When Your Client Doesn't Want to Collaborate

man with face hidden in his handsIt might be a unanimous best practice to listen, listen, listen to what the wheelchair user says during an ultralightweight chair evaluation, and to make the user the center of the eval process.

But what do you do if a user is too stunned, scared, stressed or sad — maybe all of the above — to contribute to the conversation? What if he or she refuses to participate?

Focusing on the Present

“We saw that a lot in rehab,” said Angie Kiger, M.Ed, CTRS, ATP/SMS, Clinical Strategy & Education Manager for Sunrise Medical. “With pediatrics, we saw that from the families, but also from the teenagers who were selecting their new chairs.”

Kiger suggested talking with other members of the client’s healthcare team: “A lot of times, we would lean on the social workers to help discuss things with [the clients]. I wish the social worker or a psychologist was a part of the CRT provision process. Because they’re going to be able to help us discuss these things.”

She recalled meeting with a team whose patient was a girl who had nearly drowned. “When the physician said, ‘What are your goals?’, the mom said, ‘I would like my daughter to walk out of here,’” Kiger remembered.

In those cases, Kiger said, it can be helpful to keep conversations rooted in the present, while focusing on the immediate situation. “I absolutely respect that, and I will hope with you and I will pray with you that that is what’s going to happen,” she said of the mother who wanted her daughter to walk again. “However, when it comes to looking at her equipment and what’s happening with her right now, I need to best set her up for success so she can continue to work on rehab.”

Kiger added that she has told other clients, “I would love for you not to need this manual wheelchair. But if you want to get to that point, we have to look at you today. This is what you need, and we have to pick out the best one for you right now because I want to set you up for success, too.”

Taking It Slowly

Lisa Cordero, PT, ATP, National Seating & Mobility, said she tries to meet clients where they are, while talking very practically of small mobility goals. “We’ve been in those situations when we’ve said to the person, ‘Well, you may say you’re not getting out of bed again, but you still have to think of how you’re going to get from point A to point B,’” she said. “Try to ease them into that situation of, ‘Well, you still have doctor appointments. You may find that a family member needs you, and you need to be able to participate in something with that family member. You may not look at this as a way to get back into every activity you did before, but we want to set you up to be successful, to be able to participate in some of these smaller activities as a stepping stone to maybe being more open to being more mobile and more independent in other aspects of your life.”

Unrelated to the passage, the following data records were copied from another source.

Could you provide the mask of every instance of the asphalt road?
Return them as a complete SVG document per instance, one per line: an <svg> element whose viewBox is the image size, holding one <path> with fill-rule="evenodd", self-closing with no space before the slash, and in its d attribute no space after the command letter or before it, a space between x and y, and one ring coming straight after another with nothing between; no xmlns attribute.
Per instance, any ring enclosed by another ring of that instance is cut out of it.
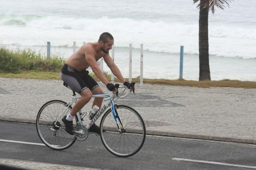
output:
<svg viewBox="0 0 256 170"><path fill-rule="evenodd" d="M99 136L61 151L3 140L42 143L34 124L0 121L0 158L111 170L256 169L256 145L249 144L148 135L139 152L122 158L109 152Z"/></svg>

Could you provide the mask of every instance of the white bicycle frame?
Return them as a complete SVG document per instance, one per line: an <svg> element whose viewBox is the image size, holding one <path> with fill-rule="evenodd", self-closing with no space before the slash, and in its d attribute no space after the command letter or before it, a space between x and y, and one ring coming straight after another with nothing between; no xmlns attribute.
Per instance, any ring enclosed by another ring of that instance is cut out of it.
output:
<svg viewBox="0 0 256 170"><path fill-rule="evenodd" d="M125 87L124 86L122 85L120 85L119 86L119 88L122 87L125 88ZM88 129L89 128L90 128L92 125L93 124L93 123L94 123L95 121L96 121L98 118L99 118L99 117L101 114L102 114L103 112L104 112L104 111L106 110L106 109L109 106L111 105L111 110L112 111L112 113L113 114L113 116L114 116L114 117L115 119L115 120L116 121L117 127L118 127L118 131L120 132L121 132L120 125L119 125L119 123L118 122L118 121L117 121L117 120L116 119L116 114L115 111L115 109L114 108L114 107L115 107L115 103L114 101L113 100L113 98L114 96L114 94L111 91L110 91L110 92L111 93L110 95L102 94L93 94L92 95L92 97L102 97L105 98L104 98L104 100L105 101L106 101L105 102L105 103L104 103L104 104L103 104L103 105L101 106L101 108L100 108L100 109L99 109L99 111L97 112L97 113L94 115L94 116L93 117L92 119L89 122L88 124L86 125L86 127L87 129ZM119 97L120 98L124 98L126 97L129 95L130 93L130 92L128 91L125 95L124 95L123 96L120 96ZM59 116L57 119L56 120L56 121L54 123L54 125L58 127L56 124L57 122L58 121L58 120L61 119L61 118L63 117L62 115L63 115L63 114L66 114L67 113L67 112L69 110L68 108L69 108L70 106L72 106L72 104L73 104L74 102L76 102L78 99L79 99L81 97L81 96L76 96L76 95L75 94L74 95L73 95L73 96L74 96L74 97L73 97L73 98L72 99L71 101L69 102L68 102L67 103L67 104L65 105L65 106L67 106L67 108L65 110L64 110L64 111ZM79 116L78 116L78 125L83 125L83 121L82 121L82 118L81 117L81 114L80 114L81 113L81 111L80 110L78 112L77 112L77 114L78 114L79 115ZM119 120L120 121L120 123L122 125L122 128L123 129L124 127L123 126L123 122L122 122L122 121L121 119L120 119ZM93 134L93 133L89 133Z"/></svg>

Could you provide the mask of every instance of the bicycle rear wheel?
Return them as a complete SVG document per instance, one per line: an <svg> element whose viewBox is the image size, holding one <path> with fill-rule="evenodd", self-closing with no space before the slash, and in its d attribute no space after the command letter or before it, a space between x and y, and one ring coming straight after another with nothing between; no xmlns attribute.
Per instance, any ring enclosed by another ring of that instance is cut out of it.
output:
<svg viewBox="0 0 256 170"><path fill-rule="evenodd" d="M74 144L76 139L75 135L71 135L66 132L65 125L61 120L72 108L71 106L68 108L65 105L66 104L58 100L50 101L42 106L36 117L36 130L40 139L45 145L53 149L67 149ZM57 120L67 108L66 111ZM77 125L78 121L76 115L75 117L74 126Z"/></svg>
<svg viewBox="0 0 256 170"><path fill-rule="evenodd" d="M112 154L120 157L128 157L141 148L146 138L144 122L139 113L132 108L124 105L117 106L116 119L122 126L118 131L111 109L103 116L100 122L100 137L104 146ZM105 129L106 131L102 132Z"/></svg>

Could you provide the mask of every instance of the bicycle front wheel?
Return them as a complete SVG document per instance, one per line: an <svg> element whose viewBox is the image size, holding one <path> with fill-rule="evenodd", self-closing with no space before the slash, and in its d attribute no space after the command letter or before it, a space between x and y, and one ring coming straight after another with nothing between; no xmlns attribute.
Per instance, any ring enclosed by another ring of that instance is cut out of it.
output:
<svg viewBox="0 0 256 170"><path fill-rule="evenodd" d="M130 107L117 105L115 112L122 131L119 131L110 109L104 114L100 122L101 141L107 149L116 156L128 157L133 155L141 148L145 140L144 122L139 113ZM103 132L103 129L106 131Z"/></svg>
<svg viewBox="0 0 256 170"><path fill-rule="evenodd" d="M75 135L71 135L66 132L65 125L61 120L72 108L71 106L68 108L66 104L61 100L49 101L42 106L37 114L36 121L37 133L42 142L53 149L63 150L68 148L76 139ZM61 115L63 112L65 112ZM59 118L61 115L61 117ZM75 117L74 126L77 125L78 120L76 115Z"/></svg>

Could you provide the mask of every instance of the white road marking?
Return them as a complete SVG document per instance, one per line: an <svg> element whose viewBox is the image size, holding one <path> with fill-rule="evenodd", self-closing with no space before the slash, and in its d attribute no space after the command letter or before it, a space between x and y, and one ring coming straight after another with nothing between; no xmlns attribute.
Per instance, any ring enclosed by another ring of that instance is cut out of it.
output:
<svg viewBox="0 0 256 170"><path fill-rule="evenodd" d="M236 164L232 164L229 163L222 163L217 162L212 162L211 161L201 161L200 160L193 160L188 159L182 159L177 158L174 158L172 159L173 160L177 161L186 161L188 162L199 162L200 163L205 163L210 164L215 164L215 165L226 165L228 166L236 166L237 167L243 167L243 168L249 168L256 169L256 166L248 166L247 165L237 165Z"/></svg>
<svg viewBox="0 0 256 170"><path fill-rule="evenodd" d="M0 141L7 142L17 143L24 143L25 144L30 144L30 145L40 145L41 146L45 146L45 145L43 143L38 143L28 142L22 142L22 141L16 141L15 140L0 139Z"/></svg>

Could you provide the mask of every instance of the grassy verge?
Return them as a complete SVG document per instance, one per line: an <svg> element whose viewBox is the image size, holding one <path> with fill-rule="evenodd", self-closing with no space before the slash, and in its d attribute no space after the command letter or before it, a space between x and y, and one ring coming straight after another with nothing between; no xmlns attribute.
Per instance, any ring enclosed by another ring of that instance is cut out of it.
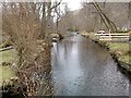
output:
<svg viewBox="0 0 131 98"><path fill-rule="evenodd" d="M2 62L13 62L15 58L14 50L7 50L0 52L0 86L2 82L5 79L10 79L11 77L15 76L15 73L10 69L9 65L3 66Z"/></svg>

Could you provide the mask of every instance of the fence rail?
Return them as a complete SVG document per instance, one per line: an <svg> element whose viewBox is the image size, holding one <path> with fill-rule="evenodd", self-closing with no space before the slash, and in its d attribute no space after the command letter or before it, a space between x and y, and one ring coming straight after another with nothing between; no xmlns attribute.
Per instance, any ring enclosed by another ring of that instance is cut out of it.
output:
<svg viewBox="0 0 131 98"><path fill-rule="evenodd" d="M130 34L95 34L99 40L129 40Z"/></svg>

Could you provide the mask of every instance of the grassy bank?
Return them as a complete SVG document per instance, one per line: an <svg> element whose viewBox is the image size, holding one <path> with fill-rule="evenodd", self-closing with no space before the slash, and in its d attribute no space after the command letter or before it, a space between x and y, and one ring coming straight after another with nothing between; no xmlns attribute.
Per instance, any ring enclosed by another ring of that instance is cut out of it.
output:
<svg viewBox="0 0 131 98"><path fill-rule="evenodd" d="M94 41L97 41L100 46L108 48L111 54L115 54L118 59L118 62L127 71L131 72L131 44L130 42L111 42L111 41L99 41L92 33L82 33L84 37L90 37ZM121 63L122 62L122 63Z"/></svg>
<svg viewBox="0 0 131 98"><path fill-rule="evenodd" d="M10 69L9 65L2 65L2 62L13 62L15 58L14 50L7 50L0 52L0 86L3 81L9 81L11 77L15 76L15 73Z"/></svg>

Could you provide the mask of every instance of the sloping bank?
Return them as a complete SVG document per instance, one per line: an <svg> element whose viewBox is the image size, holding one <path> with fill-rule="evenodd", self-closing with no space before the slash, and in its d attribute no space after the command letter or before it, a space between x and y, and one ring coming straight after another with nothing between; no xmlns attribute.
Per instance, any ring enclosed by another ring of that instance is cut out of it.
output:
<svg viewBox="0 0 131 98"><path fill-rule="evenodd" d="M100 47L106 48L109 53L112 56L112 59L118 63L120 68L131 73L131 42L107 42L99 41L92 34L87 33L81 34L83 37L91 38L93 41L98 44Z"/></svg>

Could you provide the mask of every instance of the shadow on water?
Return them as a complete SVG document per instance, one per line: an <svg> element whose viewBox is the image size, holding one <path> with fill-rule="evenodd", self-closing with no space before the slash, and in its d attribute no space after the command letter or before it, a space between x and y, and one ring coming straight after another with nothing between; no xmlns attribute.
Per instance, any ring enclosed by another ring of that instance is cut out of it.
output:
<svg viewBox="0 0 131 98"><path fill-rule="evenodd" d="M129 96L130 81L106 49L71 34L51 49L56 96Z"/></svg>

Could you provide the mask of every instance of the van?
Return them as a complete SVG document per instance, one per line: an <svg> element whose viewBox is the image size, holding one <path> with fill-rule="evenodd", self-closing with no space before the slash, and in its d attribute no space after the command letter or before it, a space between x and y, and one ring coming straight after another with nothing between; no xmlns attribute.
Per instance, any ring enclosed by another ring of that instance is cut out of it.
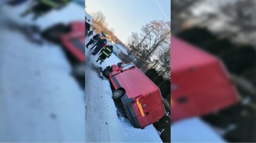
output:
<svg viewBox="0 0 256 143"><path fill-rule="evenodd" d="M159 88L133 64L108 66L102 75L110 81L113 99L121 105L133 127L143 129L165 116Z"/></svg>

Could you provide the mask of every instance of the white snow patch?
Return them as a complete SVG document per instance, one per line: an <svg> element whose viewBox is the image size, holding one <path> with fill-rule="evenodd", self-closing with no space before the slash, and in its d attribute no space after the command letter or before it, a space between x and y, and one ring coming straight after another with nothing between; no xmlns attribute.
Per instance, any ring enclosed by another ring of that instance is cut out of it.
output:
<svg viewBox="0 0 256 143"><path fill-rule="evenodd" d="M196 117L171 125L172 142L226 142L212 127Z"/></svg>

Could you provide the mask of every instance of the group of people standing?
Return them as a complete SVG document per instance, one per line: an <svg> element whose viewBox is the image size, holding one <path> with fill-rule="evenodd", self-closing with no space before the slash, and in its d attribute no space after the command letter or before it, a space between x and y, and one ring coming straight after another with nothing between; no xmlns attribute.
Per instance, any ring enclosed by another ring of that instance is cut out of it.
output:
<svg viewBox="0 0 256 143"><path fill-rule="evenodd" d="M91 32L91 33L90 33ZM92 35L93 31L89 32L89 33L87 36L90 36ZM101 35L100 34L96 34L93 36L93 38L90 40L89 42L85 45L85 47L88 48L88 46L94 44L93 46L90 48L90 50L93 50L93 48L96 48L91 52L91 55L95 56L97 54L99 55L96 62L99 61L101 61L99 64L101 64L102 62L105 61L107 58L109 58L111 56L111 54L113 53L113 45L107 44L107 39Z"/></svg>

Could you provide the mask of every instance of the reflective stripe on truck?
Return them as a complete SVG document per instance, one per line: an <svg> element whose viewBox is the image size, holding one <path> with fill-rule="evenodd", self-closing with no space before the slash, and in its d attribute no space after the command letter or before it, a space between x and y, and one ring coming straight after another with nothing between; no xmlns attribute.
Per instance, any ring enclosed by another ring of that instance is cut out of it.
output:
<svg viewBox="0 0 256 143"><path fill-rule="evenodd" d="M145 116L145 115L144 115L143 109L142 108L141 104L139 102L139 99L137 99L136 100L136 104L137 104L137 106L140 110L140 114L141 115L141 116L144 117Z"/></svg>

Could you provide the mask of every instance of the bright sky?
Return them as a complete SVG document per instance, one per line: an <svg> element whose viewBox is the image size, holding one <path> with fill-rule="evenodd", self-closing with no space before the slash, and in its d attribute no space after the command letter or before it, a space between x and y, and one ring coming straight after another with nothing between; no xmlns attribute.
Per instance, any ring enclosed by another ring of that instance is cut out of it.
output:
<svg viewBox="0 0 256 143"><path fill-rule="evenodd" d="M140 33L146 23L171 19L171 0L85 0L85 5L89 14L101 11L108 28L113 28L124 43L132 32Z"/></svg>

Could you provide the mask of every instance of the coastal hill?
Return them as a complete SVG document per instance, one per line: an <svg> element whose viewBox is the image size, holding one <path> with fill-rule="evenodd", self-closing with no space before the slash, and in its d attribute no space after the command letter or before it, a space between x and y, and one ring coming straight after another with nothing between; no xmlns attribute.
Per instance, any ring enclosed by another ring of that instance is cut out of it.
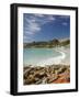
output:
<svg viewBox="0 0 80 99"><path fill-rule="evenodd" d="M55 47L55 46L66 46L70 44L69 38L62 38L62 40L57 40L54 38L52 41L47 42L32 42L32 43L24 43L24 48L31 48L31 47Z"/></svg>

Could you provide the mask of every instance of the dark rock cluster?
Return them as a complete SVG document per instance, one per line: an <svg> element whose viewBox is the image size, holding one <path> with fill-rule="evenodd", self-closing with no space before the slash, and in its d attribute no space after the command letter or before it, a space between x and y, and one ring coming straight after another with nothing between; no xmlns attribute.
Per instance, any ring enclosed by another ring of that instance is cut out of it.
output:
<svg viewBox="0 0 80 99"><path fill-rule="evenodd" d="M70 66L25 66L23 68L23 85L70 82Z"/></svg>

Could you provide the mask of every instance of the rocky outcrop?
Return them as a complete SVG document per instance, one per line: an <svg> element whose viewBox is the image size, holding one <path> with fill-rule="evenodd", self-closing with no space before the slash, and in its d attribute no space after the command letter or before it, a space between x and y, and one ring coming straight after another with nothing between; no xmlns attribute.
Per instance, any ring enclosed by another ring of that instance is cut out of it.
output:
<svg viewBox="0 0 80 99"><path fill-rule="evenodd" d="M70 66L52 65L52 66L26 66L23 69L24 85L41 84L64 84L70 82Z"/></svg>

Empathy, Cordero added is key in these conversations. “It’s overwhelming for them, and it’s hard to put yourself in that position,” she acknowledged. “I try to think to myself, ‘If this were me and my whole world was turned upside down, some of these questions would seem asinine.’ But it’s trying to pull someone out a little bit to let them know there is life beyond what they’re seeing right now.”

She tells clients, “People still want your interaction, and they still want you participating in your life. Let’s take it one step at a time. We don’t have to build you a chair right now to play basketball in. We need to build you a chair right now that you can manage and that we can adjust with you as you change and that can help you become more mobile and independent as your abilities change.”

Kiger sometimes tells clients about a personal goal of hers, and how she depends on her circle of family and friends to help her: “Give them an example: ‘I have this long-term goal for myself, and I love when my family members and my friends support me in it, and as your therapist, I’m going to do the same thing. I’m going to support you. But the reality is, we’ve got to think about today.”

And of course, reluctant clients need to be treated with kindness. Kiger added, “You do have to approach it with grace and respect.”